The majority of left atrial thrombi involve the left atrial appendage. The surface ECG may not always reflect underlying left atrial appendage mechanical function, rather surface ECG p-wave reflects atrial body activation. Transesophageal echocardiography has the ability to record left atrial appendage pulse wave Doppler and determine weather flow pattern corresponds to the mechanical function of the sinus rhythm of atrial fibrillation. 



In this retrospective trial, a total of 208 consecutive patients with available TEE were screened, for which TEE LAA data were available on 201 (96%) patients. Discordance between the ECG/mitral valve motion rhythm and the LAA PWD phenotype was noted in 15 (7.5%) patient with 7 (3.5%) demonstrating AF discordance (SR on ECG/MVM and AF phenotype on LAA PWD) and 8 (4.0%) demonstrated SR discordance (AF ECG/MVM and SR LAA PWD).

The AF discordance group had significantly higher prevalence of LAA SEC, larger LAA area, longer length, lower LAA ejection velocity, and higher CHADS2-VASc. LAA thrombus was noted in 6 patients, all of whom had AF concordance.
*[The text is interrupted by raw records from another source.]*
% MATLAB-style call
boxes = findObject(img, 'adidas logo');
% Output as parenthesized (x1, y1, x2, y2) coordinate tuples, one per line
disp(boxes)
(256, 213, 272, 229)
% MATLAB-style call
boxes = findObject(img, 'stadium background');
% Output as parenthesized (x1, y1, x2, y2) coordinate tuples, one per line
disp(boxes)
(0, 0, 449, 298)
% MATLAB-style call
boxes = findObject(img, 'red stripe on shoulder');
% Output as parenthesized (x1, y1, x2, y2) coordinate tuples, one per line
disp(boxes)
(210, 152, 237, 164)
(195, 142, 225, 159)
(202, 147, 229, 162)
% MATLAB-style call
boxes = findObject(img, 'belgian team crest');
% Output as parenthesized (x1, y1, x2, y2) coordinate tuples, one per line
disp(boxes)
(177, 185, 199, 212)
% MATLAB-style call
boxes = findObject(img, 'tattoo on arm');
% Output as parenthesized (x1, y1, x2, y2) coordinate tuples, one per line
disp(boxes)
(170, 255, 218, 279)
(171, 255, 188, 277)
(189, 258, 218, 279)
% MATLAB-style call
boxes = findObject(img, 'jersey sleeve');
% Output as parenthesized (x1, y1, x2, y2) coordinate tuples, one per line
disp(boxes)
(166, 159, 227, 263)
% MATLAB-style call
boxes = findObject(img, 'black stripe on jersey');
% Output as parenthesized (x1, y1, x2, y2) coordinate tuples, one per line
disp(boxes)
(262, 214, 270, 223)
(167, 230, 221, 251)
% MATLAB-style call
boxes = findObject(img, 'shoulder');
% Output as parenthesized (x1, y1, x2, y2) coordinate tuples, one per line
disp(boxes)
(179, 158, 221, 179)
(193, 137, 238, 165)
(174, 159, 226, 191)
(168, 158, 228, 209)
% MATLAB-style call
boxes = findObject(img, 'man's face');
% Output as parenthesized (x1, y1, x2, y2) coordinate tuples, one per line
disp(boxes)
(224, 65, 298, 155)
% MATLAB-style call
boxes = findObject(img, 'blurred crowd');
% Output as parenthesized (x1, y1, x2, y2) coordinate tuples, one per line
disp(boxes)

Prothrombotic AF phenotype persists in the majority of the paroxysmal AF patients despite SR on the surface ECG recording. The authors are advocating use of anticoagulation in AF phenotype patients independent of the surface ECG. I agree that assessment of LAA phenotype in all patients undergoing TEE is warranted, but I would take a step back and rethink their suggestion for use of anticoagulation. In the post CRYSTAL-AF era, left atrial appendage pulse wave Doppler phenotyping could help in better selection of the patients that would benefit from the anticoagulation, but this would need to be answered in the prospective randomized trial.